In weiten Teilen der Ukraine liegt der erste Schnee. Von Kiew im Norden bis nach Mariupol im Süden bringen die neuen Wetterbedingungen Schwierigkeiten für Zivilisten und Militär gleichermaßen. Russland setzt mithilfe der iranischen Drohnenlieferungen darauf, über den Winter die ukrainische Bevölkerung durch die Zerstörung der Grundinfrastruktur zur Aufgabe bzw. Verhandlungen zu bewegen oder zumindest Flüchtlingsbewegungen in Richtung Europa zu verstärken, um den dortigen Unterstützungswillen für die Ukraine zu senken. Kiew hingegen setzt auf weitere Gegenoffensiven und Geländegewinne, um die Eroberungen im Herbst zu vertiefen und sich eine bessere Position für das kommende Jahr zu verschaffen. Die nächsten Monate werden also nicht weniger heiß im Ukrainekrieg.

Nach einer einmonatigen Unterbrechung nahm Russland seine Angriffe auf die ukrainische Infrastruktur im ganzen Land wieder auf. Dafür setzte Russland vor wenigen Tagen über 100 Marschflugkörper ein, die in der gesamten Ukraine Trafostationen, Elektrizitätskraftwerke und bisweilen auch offene Plätze und Wohnkomplexe angriffen; der größte Militärschlag seit den frühen Tagen des Krieges. Selbst ein 30 Kilometer von der polnischen Grenze entferntes Umspannwerk wurde dabei angegriffen. In den Städten Tschernigow und Dnipro wurden hingegen Wohnhäuser zerstört, mutmaßlich wohl das Resultat unpräziser russischer Raketen.
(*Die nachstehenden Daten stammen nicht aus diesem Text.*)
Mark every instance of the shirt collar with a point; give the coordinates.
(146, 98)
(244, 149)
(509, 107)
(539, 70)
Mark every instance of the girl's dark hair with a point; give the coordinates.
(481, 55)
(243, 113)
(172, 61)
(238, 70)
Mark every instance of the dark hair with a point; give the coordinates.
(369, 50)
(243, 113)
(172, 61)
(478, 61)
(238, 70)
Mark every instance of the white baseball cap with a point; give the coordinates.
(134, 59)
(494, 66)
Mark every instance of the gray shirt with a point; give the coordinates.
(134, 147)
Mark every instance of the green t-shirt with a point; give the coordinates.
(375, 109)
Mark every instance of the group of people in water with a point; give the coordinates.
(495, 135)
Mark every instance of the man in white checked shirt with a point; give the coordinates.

Dennoch war der Schaden nicht zu gering, zeitweise waren über 30% der ukrainischen Bevölkerung von Stromausfällen betroffen.

Durch die sukzessive durch westliche Waffenlieferungen erfolgende Verbesserung der Luftabwehrsysteme war diese Mission nur bedingt von Erfolg geprägt. Wie bei den letzten Malen konnte der verursachte Schaden und die damit verbundenen Strom- und Wasserausfälle innerhalb weniger Tage behoben werden. Das Problem bleibt trotzdem bestehen, da es nicht der letzte russische Versuch dieser Art ist. Aufgrund der niedrigen Waffenbestände können solche Angriffe nur in einem monatlichen Rhythmus erfolgen, was deren Wirkung nochmals erheblich einschränkt. Zudem fehlen diese Waffensysteme dafür an den Frontlinien, wo sie schmerzlich benötigt werden. Nachdem es keine militärische Optionen auf einen Sieg im Ukrainekrieg gibt, versucht sich Russland stattdessen darin, den Status Quo aufrechtzuerhalten und Ukraine zu Verhandlungen zu zwingen. Die Wahrscheinlichkeiten dafür sind aber eher im niedrigen Segment anzusiedeln.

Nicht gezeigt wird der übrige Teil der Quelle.